Rep. Michele Presnell (R-Burnsville) echoed that sentiment.

“Seventy-two hours is only three days. I think that’s a good amount of time,” Presnell said. “These young girls, when they go in there—very abrupt, very quickly—they make that decision that they’re going to get rid of this baby.”

Reproductive rights advocates contend that waiting periods place an arbitrary, medically unnecessary standard on people choosing to get an abortion.

Democratic Rep. Gale Adcock, a nurse practitioner, told the house that radical waiting period laws are demeaning to anyone seeking abortion care.

“I try very hard to make decisions based on evidence, and I think this bill makes an unfortunate and inaccurate assumption, that women haven’t spent sufficient time thoroughly considering their needs, their desires, their options,” she said. “The change proposed in this bill extends the state’s timetable, not a medically necessary timetable. It’s not about knowledge, it’s about delay. It’s about medically unnecessary delay.”

Twenty-six states have waiting period laws on the books, most of which require a pregnant person meet with her doctor 24 hours before getting an abortion. North Carolina would join three states—South Dakota, Utah, and Missouriwith 72-hour waiting periods.

“Mandatory delays such as these create additional burdens for North Carolina women, especially women in rural areas who have to travel many hours to reach a health-care provider, and for women who do not have the resources to take extra time off work or pay for child care,” said NARAL Pro-Choice North Carolina. “Mandatory-delay laws such as this endanger women’s health by creating unnecessary burdens that can impede earlier, and therefore safer, abortion care.”

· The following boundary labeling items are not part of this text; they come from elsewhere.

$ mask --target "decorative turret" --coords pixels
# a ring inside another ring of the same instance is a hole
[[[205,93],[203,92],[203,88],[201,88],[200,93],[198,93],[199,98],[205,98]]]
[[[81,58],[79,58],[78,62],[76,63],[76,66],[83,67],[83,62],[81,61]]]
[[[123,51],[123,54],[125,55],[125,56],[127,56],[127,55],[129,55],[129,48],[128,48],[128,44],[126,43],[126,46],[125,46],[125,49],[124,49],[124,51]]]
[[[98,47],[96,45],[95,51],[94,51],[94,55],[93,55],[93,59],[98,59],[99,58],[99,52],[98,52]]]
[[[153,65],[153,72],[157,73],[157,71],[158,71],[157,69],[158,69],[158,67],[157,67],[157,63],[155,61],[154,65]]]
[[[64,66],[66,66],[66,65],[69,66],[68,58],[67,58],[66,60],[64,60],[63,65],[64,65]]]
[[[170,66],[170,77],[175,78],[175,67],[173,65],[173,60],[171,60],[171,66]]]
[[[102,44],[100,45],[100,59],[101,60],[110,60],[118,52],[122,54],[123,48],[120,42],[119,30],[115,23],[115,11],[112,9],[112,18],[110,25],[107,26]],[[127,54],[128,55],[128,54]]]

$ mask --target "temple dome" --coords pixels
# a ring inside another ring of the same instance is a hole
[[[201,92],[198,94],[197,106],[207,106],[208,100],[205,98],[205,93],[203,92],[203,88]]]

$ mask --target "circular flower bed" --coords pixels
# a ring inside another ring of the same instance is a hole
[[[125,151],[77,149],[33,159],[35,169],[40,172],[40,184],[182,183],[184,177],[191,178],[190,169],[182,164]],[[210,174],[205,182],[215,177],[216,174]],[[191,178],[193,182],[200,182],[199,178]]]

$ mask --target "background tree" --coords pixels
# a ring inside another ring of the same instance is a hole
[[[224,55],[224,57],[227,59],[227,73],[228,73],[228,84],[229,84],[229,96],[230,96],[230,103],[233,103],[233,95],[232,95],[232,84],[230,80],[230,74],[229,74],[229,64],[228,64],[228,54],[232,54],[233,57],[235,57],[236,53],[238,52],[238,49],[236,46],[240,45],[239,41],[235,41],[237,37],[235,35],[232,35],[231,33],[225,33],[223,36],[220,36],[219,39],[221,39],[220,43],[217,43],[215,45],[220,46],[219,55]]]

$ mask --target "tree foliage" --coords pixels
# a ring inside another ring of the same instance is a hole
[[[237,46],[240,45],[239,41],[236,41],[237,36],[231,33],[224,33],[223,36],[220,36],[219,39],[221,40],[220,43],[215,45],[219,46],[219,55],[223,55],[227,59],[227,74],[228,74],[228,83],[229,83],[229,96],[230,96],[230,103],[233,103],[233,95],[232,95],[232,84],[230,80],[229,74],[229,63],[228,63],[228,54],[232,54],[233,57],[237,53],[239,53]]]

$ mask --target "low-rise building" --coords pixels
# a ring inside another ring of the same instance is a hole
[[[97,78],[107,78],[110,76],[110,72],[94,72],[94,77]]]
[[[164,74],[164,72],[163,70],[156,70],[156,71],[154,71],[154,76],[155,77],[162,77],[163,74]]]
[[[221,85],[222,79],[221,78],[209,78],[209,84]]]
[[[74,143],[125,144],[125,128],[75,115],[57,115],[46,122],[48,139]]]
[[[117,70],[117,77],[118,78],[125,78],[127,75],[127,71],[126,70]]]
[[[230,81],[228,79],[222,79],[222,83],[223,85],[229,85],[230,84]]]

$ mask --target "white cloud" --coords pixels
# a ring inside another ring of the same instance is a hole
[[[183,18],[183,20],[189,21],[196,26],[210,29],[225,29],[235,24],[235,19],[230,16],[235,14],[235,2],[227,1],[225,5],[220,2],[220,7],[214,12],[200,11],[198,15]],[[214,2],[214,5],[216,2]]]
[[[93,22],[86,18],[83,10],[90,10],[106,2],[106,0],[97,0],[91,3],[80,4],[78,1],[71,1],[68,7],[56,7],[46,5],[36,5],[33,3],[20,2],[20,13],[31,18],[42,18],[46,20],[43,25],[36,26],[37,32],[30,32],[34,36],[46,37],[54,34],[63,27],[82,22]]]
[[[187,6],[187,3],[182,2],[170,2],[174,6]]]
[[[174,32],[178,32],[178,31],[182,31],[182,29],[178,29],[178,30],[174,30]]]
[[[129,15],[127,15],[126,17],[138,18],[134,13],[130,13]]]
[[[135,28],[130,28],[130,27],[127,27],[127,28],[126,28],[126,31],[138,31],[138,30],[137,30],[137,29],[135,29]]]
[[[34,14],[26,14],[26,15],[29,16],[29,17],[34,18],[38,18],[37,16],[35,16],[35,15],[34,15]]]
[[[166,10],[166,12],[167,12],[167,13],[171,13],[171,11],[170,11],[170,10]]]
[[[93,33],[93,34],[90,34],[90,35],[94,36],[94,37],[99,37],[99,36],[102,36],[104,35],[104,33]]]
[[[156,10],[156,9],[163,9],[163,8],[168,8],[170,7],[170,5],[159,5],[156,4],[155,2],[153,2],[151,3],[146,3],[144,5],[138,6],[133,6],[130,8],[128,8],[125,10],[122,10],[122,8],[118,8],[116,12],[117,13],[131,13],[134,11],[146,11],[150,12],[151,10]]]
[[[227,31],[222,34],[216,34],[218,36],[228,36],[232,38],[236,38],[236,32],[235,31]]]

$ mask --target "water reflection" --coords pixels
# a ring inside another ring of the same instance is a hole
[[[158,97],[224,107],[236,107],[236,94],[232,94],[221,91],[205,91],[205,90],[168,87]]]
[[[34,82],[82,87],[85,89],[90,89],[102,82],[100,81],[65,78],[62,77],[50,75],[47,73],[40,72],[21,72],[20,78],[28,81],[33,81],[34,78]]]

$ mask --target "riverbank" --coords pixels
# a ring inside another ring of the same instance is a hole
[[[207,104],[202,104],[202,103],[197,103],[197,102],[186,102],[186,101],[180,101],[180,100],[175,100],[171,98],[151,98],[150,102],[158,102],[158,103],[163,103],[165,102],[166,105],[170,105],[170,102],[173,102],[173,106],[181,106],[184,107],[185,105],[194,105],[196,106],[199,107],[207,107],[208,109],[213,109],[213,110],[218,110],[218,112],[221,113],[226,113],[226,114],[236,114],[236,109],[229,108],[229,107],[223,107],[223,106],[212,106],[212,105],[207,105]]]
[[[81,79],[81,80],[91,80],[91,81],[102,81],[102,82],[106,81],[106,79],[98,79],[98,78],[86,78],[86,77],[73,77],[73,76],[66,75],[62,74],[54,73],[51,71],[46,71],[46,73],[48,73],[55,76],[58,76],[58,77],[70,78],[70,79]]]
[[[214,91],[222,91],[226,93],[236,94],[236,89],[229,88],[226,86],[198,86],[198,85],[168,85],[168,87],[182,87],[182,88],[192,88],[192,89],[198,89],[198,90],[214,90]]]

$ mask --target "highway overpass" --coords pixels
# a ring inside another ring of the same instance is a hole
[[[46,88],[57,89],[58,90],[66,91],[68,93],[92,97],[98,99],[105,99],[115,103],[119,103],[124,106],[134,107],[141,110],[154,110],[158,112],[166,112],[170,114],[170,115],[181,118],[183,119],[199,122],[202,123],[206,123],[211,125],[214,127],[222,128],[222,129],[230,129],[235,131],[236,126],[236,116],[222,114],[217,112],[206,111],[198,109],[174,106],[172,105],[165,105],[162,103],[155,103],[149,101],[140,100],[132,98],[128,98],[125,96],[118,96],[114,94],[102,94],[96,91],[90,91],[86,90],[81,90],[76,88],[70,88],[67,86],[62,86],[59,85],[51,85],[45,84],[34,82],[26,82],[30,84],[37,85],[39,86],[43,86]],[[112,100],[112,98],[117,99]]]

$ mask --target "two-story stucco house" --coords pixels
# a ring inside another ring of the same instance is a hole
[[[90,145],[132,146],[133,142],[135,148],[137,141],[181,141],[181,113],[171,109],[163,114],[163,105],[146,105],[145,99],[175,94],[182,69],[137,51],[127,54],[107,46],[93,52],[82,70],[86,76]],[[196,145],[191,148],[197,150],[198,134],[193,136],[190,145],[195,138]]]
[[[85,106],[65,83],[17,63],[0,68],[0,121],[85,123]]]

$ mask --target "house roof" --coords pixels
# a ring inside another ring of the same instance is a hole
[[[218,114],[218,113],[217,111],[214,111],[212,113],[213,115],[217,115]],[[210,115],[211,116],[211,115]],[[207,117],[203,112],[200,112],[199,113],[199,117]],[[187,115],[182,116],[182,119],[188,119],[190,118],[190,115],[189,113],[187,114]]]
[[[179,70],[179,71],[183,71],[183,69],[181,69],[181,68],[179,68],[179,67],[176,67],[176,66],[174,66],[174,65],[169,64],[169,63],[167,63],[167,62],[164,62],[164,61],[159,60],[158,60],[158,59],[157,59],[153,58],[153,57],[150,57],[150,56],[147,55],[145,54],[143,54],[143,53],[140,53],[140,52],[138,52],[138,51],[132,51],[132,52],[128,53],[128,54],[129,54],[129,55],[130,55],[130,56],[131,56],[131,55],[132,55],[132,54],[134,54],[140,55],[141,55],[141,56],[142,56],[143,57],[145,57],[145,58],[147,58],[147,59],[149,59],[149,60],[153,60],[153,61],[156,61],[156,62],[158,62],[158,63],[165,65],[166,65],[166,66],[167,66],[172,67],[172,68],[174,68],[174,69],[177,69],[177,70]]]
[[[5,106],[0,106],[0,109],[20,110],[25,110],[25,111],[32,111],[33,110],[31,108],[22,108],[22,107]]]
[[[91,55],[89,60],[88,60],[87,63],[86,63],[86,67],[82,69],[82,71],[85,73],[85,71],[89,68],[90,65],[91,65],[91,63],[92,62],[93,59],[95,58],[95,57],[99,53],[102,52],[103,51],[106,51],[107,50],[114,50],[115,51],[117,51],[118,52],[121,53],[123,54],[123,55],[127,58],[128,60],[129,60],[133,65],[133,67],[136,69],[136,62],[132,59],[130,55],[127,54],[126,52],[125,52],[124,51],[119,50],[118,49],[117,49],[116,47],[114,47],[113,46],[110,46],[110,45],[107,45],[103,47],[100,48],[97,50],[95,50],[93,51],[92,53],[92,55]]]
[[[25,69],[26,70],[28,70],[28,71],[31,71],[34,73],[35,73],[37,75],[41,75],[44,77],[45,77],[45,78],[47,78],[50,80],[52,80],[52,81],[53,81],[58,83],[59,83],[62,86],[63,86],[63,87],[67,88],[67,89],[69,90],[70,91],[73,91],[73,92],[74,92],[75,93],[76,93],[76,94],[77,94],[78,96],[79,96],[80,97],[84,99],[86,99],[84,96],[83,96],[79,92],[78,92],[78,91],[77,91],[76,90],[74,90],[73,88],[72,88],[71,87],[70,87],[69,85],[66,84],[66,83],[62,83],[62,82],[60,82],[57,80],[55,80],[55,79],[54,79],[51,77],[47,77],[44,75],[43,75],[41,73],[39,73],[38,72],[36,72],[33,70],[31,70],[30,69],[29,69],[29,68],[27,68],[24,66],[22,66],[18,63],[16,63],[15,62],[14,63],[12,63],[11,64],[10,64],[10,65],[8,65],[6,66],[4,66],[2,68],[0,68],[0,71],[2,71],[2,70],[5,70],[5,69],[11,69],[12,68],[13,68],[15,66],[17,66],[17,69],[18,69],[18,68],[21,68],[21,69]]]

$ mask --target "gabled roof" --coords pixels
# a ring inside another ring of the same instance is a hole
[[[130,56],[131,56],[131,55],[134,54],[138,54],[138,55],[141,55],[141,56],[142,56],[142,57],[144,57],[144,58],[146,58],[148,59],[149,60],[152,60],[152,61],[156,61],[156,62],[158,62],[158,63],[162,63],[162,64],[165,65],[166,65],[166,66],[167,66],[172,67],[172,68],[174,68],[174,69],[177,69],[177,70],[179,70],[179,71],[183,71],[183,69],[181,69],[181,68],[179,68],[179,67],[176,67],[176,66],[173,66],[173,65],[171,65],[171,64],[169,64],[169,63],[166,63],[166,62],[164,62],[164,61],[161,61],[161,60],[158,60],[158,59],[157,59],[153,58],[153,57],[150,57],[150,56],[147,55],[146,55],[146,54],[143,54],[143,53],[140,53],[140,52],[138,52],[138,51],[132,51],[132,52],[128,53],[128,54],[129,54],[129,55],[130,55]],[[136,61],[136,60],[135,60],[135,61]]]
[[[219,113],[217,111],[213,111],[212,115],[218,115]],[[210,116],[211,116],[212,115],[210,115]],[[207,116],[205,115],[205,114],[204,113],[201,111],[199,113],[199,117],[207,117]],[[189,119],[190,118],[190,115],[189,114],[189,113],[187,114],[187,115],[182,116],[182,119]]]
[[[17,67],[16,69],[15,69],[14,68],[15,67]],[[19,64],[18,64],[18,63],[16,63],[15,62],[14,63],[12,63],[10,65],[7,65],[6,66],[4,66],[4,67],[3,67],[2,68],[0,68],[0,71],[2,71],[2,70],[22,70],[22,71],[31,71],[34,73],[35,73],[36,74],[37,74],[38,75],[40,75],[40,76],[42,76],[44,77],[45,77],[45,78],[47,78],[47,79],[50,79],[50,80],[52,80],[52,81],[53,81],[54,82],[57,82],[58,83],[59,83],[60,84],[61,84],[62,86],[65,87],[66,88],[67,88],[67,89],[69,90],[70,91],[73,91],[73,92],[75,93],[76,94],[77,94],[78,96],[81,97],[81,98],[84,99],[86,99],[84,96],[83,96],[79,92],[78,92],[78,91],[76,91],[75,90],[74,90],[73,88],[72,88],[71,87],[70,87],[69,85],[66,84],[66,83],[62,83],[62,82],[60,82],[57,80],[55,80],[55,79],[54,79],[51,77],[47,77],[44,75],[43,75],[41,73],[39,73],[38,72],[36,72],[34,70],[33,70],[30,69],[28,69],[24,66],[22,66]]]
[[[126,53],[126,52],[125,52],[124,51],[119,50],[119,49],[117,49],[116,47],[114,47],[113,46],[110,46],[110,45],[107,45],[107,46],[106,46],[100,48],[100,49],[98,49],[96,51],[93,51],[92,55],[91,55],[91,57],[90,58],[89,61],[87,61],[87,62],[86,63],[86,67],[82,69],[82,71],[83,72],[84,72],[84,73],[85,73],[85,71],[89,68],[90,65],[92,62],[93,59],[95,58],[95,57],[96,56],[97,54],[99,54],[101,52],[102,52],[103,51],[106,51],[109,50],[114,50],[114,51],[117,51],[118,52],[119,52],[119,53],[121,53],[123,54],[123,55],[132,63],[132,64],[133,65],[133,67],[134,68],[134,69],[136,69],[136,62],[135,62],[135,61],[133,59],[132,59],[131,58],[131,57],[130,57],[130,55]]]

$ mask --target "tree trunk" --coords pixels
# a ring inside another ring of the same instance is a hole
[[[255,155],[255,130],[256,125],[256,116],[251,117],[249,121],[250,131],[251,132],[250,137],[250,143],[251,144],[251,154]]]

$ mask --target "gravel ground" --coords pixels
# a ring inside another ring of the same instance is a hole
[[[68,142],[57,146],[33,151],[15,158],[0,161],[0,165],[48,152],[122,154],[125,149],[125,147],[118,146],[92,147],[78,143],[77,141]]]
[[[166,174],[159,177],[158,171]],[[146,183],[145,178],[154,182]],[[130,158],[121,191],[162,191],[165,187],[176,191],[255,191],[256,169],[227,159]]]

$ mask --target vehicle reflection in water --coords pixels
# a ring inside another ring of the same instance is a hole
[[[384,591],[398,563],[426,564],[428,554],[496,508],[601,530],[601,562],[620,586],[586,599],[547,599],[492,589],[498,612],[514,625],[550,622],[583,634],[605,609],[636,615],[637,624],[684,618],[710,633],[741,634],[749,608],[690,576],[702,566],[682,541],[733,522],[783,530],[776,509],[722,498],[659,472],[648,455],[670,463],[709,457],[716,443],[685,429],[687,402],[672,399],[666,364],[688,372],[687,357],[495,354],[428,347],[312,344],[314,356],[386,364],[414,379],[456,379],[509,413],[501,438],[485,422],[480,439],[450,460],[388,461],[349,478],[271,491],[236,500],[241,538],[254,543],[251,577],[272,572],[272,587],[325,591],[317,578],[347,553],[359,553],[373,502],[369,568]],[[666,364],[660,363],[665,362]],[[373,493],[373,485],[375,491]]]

HB 465 will require physicians performing abortions after 20 weeks of pregnancy to send ultrasounds and gestational age measurements to the state’s Department of Health and Human Services.

A controversial provision of the bill, which gained national attention at its introduction, was removed by a legislative committee this month.

That measure would have banned doctors who aren’t licensed as obstetricians or gynecologists from performing abortions, and would have banned health-care facilities owned by the University of North Carolina or the East Carolina University systems from performing abortions.